I try to say something clever, but any fight that’s still within me, is saving itself.
“Good lad,” he says, and pushes off from the door. Four steps, and he sits down next to me, his legs touching mine. Slings an arm around my shoulder and leans in. He whispers in my ear until I’m warm.
“I’ve never actually got round to thanking you, Owen. I must be honest, when you broke that story about me as a kid and the world found out I wasn’t just Doug Roper, it really did change my life. I won’t say I wasn’t furious with you at the time, but look at how far I’ve come since then. But I’m nowt compared to you, son. You’re a better story than I am. I’m good at knowing who to poke around inside, if you’ll forgive the double-meaning. You always did seem a little bit different to the rest of the herd. So I had a look into your life. Your past. The things you did. You’ll never guess what I found. I put you away in my backpocket. Got to know you. Liked what I saw. And I kept your secrets secret. I’m good at that, at keeping something back for when you need it. I’ve got half this force stitched up with secrets. I’ve got a lot of favours to cash. I’m untouchable, lad. Got very big plans, got a future doing whatever I choose to do, all thanks to you. And I still get to put villains away.”
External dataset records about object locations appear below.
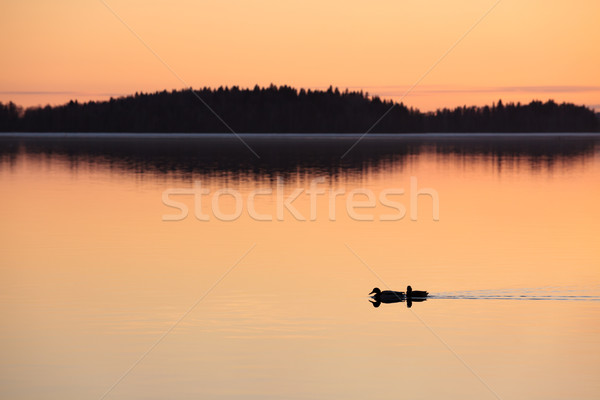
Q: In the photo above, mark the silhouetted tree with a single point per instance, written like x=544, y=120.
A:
x=284, y=109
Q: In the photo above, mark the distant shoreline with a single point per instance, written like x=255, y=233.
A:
x=287, y=110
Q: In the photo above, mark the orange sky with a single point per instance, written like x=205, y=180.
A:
x=53, y=51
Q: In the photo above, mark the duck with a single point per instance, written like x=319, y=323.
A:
x=415, y=293
x=387, y=296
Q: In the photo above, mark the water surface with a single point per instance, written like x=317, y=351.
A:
x=92, y=277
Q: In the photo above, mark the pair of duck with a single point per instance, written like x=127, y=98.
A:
x=390, y=296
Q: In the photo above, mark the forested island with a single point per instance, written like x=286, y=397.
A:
x=283, y=109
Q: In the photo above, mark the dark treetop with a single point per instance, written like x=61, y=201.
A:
x=287, y=110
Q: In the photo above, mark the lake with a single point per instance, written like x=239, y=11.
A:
x=186, y=267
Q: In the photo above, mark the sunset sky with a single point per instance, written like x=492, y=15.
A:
x=53, y=51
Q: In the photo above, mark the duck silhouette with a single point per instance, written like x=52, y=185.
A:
x=387, y=296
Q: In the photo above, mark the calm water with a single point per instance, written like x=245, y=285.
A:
x=92, y=276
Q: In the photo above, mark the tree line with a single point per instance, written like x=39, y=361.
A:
x=283, y=109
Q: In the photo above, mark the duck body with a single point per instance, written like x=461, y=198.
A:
x=388, y=296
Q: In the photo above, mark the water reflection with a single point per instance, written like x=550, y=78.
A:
x=220, y=156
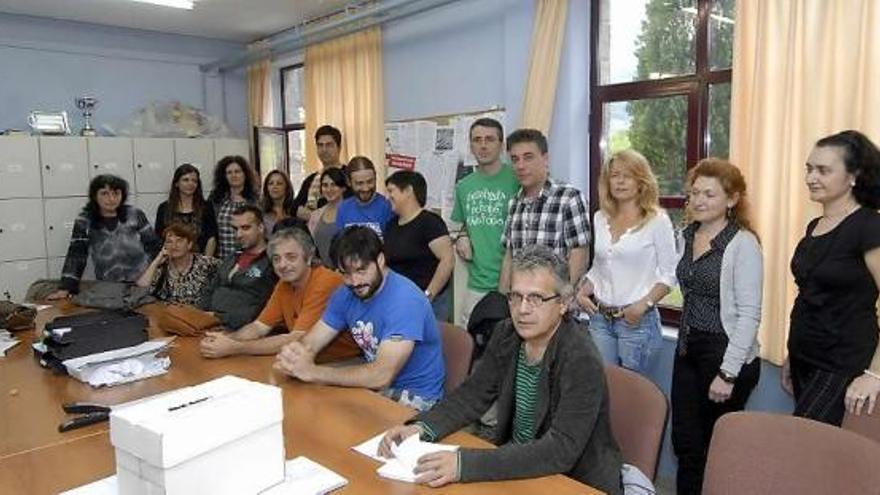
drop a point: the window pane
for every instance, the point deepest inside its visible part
(657, 128)
(646, 39)
(674, 298)
(270, 146)
(719, 120)
(294, 112)
(721, 24)
(296, 142)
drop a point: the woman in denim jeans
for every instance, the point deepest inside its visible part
(721, 276)
(634, 263)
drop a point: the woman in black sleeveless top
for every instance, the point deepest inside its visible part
(833, 361)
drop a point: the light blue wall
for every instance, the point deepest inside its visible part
(46, 63)
(474, 54)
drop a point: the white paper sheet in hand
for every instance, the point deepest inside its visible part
(406, 456)
(303, 476)
(370, 448)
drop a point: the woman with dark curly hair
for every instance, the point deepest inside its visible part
(277, 202)
(833, 362)
(118, 238)
(235, 185)
(186, 204)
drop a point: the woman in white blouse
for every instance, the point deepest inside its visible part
(634, 263)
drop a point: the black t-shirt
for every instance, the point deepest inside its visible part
(206, 226)
(834, 319)
(406, 247)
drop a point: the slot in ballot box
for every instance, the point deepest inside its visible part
(220, 437)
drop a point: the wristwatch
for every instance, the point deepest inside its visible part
(726, 377)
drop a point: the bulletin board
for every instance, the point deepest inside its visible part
(437, 147)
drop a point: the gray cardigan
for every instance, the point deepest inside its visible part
(573, 430)
(742, 281)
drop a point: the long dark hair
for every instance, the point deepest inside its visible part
(862, 159)
(93, 211)
(268, 204)
(221, 185)
(174, 193)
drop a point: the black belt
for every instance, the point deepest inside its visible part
(611, 312)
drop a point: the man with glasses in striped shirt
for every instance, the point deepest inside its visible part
(549, 382)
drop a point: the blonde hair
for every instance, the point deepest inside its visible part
(733, 183)
(636, 165)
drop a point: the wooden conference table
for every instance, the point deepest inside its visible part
(320, 422)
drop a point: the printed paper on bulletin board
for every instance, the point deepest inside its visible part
(436, 147)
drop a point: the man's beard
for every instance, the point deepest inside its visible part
(373, 288)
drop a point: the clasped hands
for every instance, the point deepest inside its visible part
(296, 360)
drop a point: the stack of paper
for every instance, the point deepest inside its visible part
(406, 456)
(7, 341)
(302, 476)
(122, 365)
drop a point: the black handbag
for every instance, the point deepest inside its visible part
(68, 337)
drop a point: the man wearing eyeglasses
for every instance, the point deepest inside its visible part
(481, 201)
(549, 382)
(389, 318)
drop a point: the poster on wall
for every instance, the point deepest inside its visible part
(438, 148)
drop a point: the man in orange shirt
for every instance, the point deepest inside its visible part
(300, 296)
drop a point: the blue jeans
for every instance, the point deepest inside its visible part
(620, 343)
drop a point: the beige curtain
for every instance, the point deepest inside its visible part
(343, 88)
(259, 98)
(546, 50)
(802, 69)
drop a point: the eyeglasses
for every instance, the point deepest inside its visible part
(534, 300)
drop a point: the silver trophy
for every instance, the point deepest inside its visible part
(87, 104)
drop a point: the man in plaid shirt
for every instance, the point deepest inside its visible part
(543, 211)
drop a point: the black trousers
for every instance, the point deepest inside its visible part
(693, 414)
(818, 393)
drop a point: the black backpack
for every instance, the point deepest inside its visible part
(68, 337)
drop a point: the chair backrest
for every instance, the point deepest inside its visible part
(760, 453)
(864, 424)
(458, 349)
(638, 417)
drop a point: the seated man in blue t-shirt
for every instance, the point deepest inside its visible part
(366, 206)
(390, 319)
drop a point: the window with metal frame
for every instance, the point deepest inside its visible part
(660, 84)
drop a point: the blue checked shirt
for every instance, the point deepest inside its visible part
(556, 218)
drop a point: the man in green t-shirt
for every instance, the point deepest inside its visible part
(481, 201)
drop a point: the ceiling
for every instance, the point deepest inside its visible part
(233, 20)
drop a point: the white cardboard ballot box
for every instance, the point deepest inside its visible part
(221, 437)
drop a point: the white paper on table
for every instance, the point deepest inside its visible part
(303, 476)
(105, 486)
(121, 365)
(406, 455)
(370, 448)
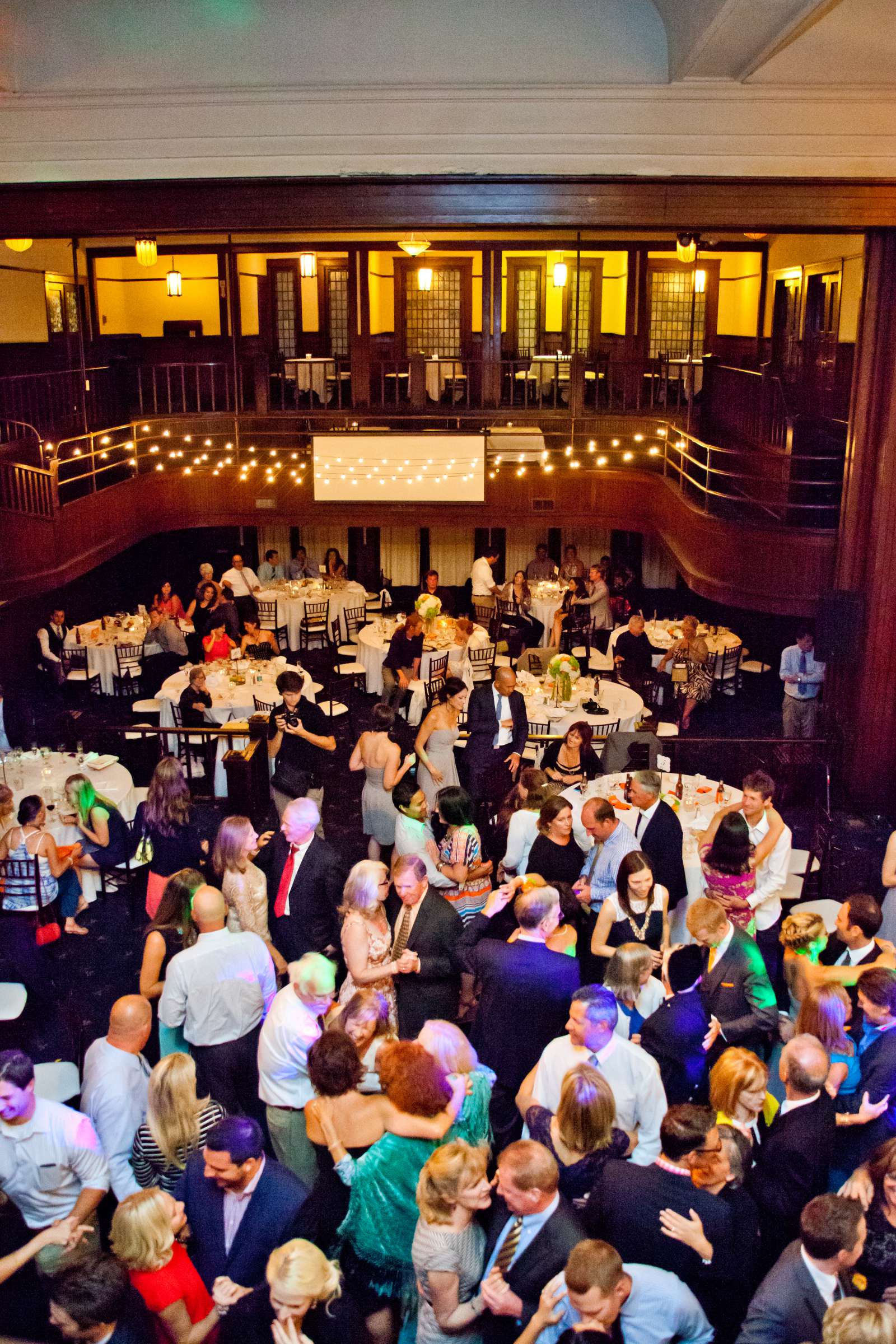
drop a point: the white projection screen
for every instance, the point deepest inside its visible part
(409, 468)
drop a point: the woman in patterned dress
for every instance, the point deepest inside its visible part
(367, 939)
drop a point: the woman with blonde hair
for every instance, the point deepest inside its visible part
(144, 1231)
(242, 884)
(739, 1093)
(582, 1136)
(449, 1244)
(638, 992)
(164, 822)
(453, 1053)
(367, 937)
(176, 1124)
(301, 1289)
(824, 1015)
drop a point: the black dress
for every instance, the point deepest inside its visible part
(555, 862)
(577, 1179)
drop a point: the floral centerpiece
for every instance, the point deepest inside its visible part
(563, 670)
(429, 606)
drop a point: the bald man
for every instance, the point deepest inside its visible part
(792, 1164)
(115, 1086)
(220, 992)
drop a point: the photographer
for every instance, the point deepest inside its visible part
(297, 737)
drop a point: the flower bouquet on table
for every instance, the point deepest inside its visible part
(563, 671)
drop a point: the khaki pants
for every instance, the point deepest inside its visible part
(800, 717)
(291, 1143)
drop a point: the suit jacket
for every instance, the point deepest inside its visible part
(832, 953)
(624, 1208)
(436, 990)
(312, 924)
(274, 1215)
(738, 991)
(508, 975)
(661, 841)
(539, 1262)
(856, 1143)
(483, 724)
(786, 1308)
(790, 1167)
(675, 1035)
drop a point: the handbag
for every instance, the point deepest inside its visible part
(48, 928)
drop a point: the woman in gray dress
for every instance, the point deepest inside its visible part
(449, 1245)
(381, 760)
(436, 741)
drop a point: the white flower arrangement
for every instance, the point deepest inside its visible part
(429, 606)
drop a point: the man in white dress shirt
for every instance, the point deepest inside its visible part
(291, 1029)
(633, 1076)
(244, 584)
(113, 1092)
(220, 991)
(52, 1161)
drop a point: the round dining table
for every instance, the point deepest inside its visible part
(46, 774)
(372, 647)
(230, 701)
(695, 814)
(292, 596)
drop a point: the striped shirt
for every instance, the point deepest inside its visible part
(148, 1160)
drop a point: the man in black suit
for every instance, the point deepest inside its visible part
(305, 879)
(735, 984)
(629, 1207)
(530, 1235)
(92, 1300)
(676, 1032)
(789, 1305)
(853, 944)
(499, 978)
(426, 924)
(497, 724)
(792, 1164)
(870, 1113)
(231, 1164)
(659, 832)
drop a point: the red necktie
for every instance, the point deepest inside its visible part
(282, 892)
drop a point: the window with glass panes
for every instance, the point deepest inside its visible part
(528, 308)
(338, 311)
(671, 296)
(433, 316)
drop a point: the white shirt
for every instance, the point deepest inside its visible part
(503, 711)
(300, 851)
(633, 1076)
(410, 838)
(644, 819)
(48, 1161)
(289, 1033)
(115, 1096)
(220, 990)
(772, 874)
(828, 1285)
(241, 581)
(481, 578)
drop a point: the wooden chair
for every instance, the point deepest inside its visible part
(315, 626)
(268, 622)
(129, 663)
(74, 666)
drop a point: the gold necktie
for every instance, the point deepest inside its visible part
(403, 933)
(510, 1245)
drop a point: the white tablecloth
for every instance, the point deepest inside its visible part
(113, 783)
(372, 648)
(695, 814)
(291, 609)
(228, 702)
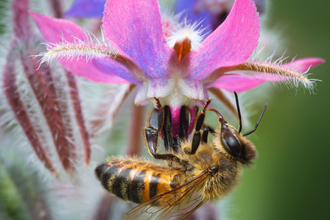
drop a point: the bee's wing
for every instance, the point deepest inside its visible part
(181, 202)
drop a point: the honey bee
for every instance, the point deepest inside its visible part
(197, 171)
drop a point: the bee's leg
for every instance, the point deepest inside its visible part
(156, 121)
(184, 122)
(198, 136)
(170, 143)
(205, 134)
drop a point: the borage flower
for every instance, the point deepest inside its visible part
(178, 72)
(209, 14)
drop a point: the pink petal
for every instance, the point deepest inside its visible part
(304, 64)
(241, 83)
(236, 82)
(160, 87)
(193, 89)
(232, 43)
(53, 30)
(134, 28)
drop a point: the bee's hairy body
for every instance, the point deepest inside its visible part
(196, 171)
(138, 180)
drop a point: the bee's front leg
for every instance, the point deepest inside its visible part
(156, 121)
(199, 136)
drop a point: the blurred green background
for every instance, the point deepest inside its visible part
(291, 177)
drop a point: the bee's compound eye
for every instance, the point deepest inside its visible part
(231, 144)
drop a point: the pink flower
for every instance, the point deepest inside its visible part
(168, 63)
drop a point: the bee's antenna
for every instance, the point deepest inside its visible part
(221, 119)
(255, 128)
(239, 113)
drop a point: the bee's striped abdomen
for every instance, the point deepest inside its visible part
(136, 181)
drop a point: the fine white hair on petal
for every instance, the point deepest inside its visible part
(190, 31)
(282, 71)
(79, 49)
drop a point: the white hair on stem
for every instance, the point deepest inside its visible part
(79, 49)
(187, 30)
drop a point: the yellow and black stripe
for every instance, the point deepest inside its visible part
(136, 181)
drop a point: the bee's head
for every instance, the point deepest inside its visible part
(235, 143)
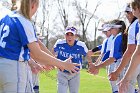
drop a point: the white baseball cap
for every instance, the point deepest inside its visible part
(71, 29)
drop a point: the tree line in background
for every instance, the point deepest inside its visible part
(52, 26)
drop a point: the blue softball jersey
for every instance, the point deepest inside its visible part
(15, 33)
(107, 48)
(64, 51)
(116, 47)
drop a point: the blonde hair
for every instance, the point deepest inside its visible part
(25, 7)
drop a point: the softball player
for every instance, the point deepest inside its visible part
(132, 42)
(116, 28)
(134, 68)
(17, 40)
(64, 49)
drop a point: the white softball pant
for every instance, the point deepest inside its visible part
(14, 77)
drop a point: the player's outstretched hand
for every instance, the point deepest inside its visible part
(93, 69)
(67, 65)
(123, 85)
(113, 76)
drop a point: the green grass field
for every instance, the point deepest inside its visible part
(88, 83)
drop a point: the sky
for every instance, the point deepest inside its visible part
(107, 10)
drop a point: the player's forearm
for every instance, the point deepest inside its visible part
(98, 60)
(106, 63)
(133, 65)
(44, 48)
(126, 58)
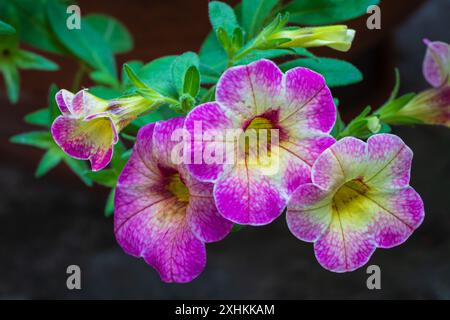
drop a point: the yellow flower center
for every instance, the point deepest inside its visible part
(178, 188)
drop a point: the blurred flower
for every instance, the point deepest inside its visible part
(337, 37)
(436, 65)
(89, 126)
(430, 107)
(297, 105)
(161, 212)
(359, 199)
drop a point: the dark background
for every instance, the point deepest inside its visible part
(48, 224)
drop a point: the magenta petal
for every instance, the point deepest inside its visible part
(250, 90)
(436, 65)
(308, 105)
(64, 101)
(245, 196)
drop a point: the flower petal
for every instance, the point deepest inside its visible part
(389, 162)
(246, 196)
(399, 214)
(85, 140)
(250, 90)
(436, 65)
(64, 101)
(309, 212)
(308, 104)
(343, 161)
(204, 119)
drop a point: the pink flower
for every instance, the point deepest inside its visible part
(298, 105)
(359, 199)
(162, 213)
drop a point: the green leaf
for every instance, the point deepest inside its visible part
(6, 28)
(336, 72)
(38, 139)
(79, 168)
(109, 206)
(38, 118)
(12, 81)
(254, 14)
(85, 43)
(30, 60)
(105, 177)
(157, 75)
(327, 11)
(180, 66)
(191, 84)
(222, 16)
(50, 160)
(113, 32)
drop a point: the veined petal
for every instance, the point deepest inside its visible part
(246, 196)
(206, 119)
(389, 162)
(85, 140)
(436, 65)
(250, 90)
(343, 161)
(308, 103)
(399, 213)
(64, 101)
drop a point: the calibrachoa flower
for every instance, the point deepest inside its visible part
(359, 199)
(337, 37)
(436, 65)
(259, 96)
(162, 213)
(89, 126)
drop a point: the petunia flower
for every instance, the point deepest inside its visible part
(429, 107)
(162, 213)
(436, 65)
(297, 105)
(89, 126)
(337, 37)
(359, 199)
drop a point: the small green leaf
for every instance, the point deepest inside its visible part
(38, 139)
(336, 72)
(191, 84)
(326, 11)
(50, 160)
(113, 32)
(222, 16)
(38, 118)
(6, 28)
(180, 67)
(109, 206)
(254, 13)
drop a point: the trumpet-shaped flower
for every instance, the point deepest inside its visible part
(297, 105)
(162, 213)
(337, 37)
(89, 126)
(359, 199)
(436, 65)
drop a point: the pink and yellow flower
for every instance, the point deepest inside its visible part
(436, 65)
(162, 213)
(359, 199)
(89, 126)
(258, 96)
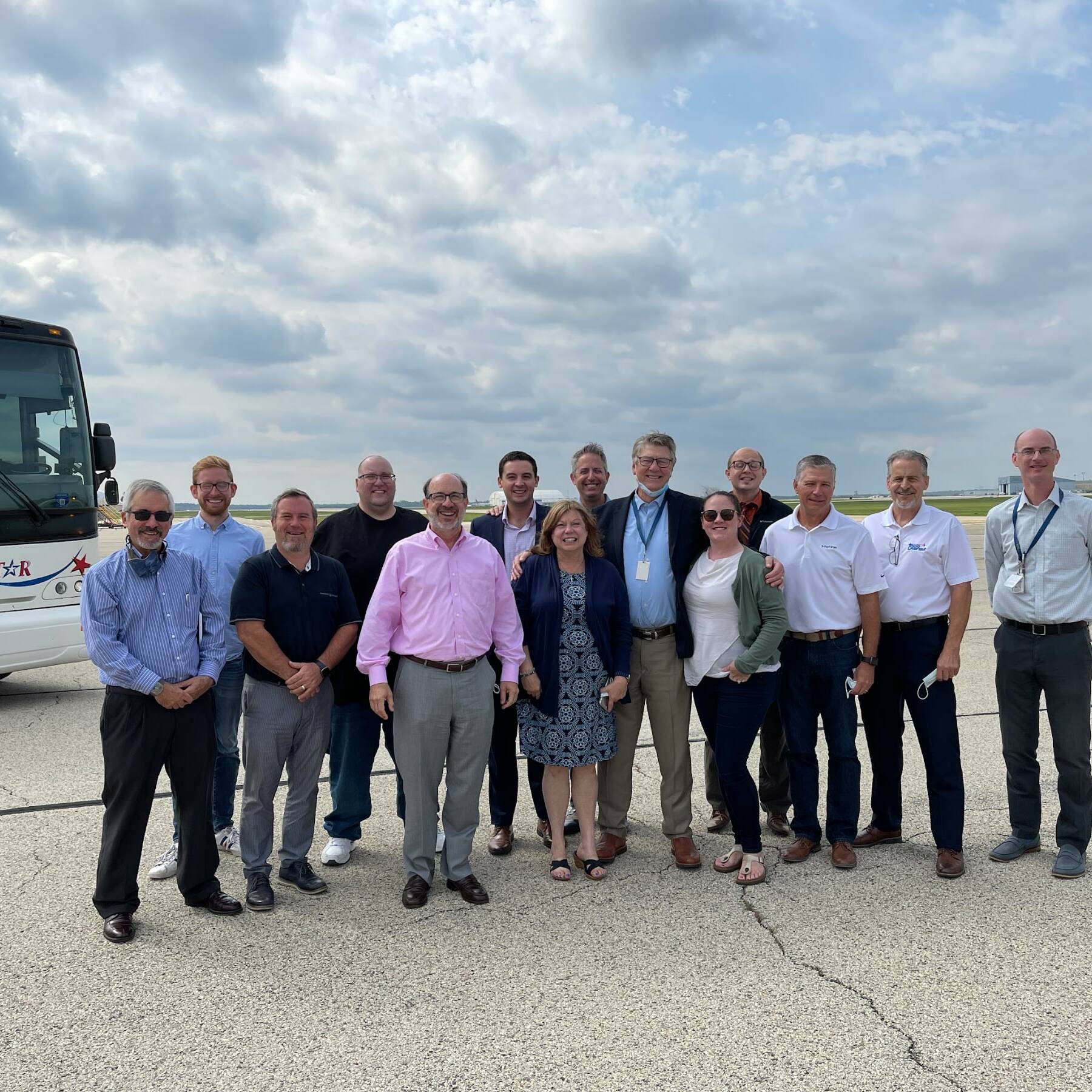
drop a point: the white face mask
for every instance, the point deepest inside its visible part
(923, 690)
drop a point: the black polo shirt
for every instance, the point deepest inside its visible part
(302, 611)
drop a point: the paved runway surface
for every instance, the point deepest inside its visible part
(885, 977)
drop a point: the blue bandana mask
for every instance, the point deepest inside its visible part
(146, 566)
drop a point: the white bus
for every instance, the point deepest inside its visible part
(52, 464)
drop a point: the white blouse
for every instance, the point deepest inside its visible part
(715, 618)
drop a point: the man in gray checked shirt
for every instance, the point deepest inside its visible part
(1039, 573)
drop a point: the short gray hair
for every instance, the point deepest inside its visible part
(655, 440)
(909, 453)
(288, 495)
(147, 485)
(590, 449)
(815, 462)
(462, 480)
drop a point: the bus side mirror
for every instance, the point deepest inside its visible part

He pauses. Sighs: the weight of the world on his shoulders.
“Thing is Owen, I’ve still got a job to do. I’m still a copper. I’ve still got baddies to catch and crimes to solve. I do that well, you know. I may put the boot in, but I do catch people who need to be caught. Famous for it, when all is said and done. That’s why this week has been so very hard. The Butterworth case. The Chocolate Boy, as you lot call him. An evil fucking sadist kills an angel in her wedding dress and cuts her head off so he can fuck her better. No real grey areas, there, son. Not much middle ground. Kind of case you lot like. Kind of case that needs a good strong conviction. That’s what I need too. 100 per cent clean-up rate, Owen. 100 per cent! I’m proud of that. This documentary, Owen, in which you are going to play such a part, will set me in stone, son. Life for Cadbury, justice for the Butterworths, all thanks to me. He was what? Hunting a double murderer at the same time? Fuck. Who wouldn’t watch that? I’m going to be up in lights, lad, for doing my job and doing it with style. I’ll be a superhero, son. Trouble is, Owen, that if I don’t get the conviction I need, I’m snookered. And truth be told, I’m worried. This witness of Choudhury’s, this fucking cell-mate. That’s strong evidence. It’s a worry. I couldn’t get to him, you see. He was inside, and Choudhury had him sewn up like a duck’s arse. By the time he appeared on the scene, I’d already charged Cadbury. I’ve been trying to iron it out ever since.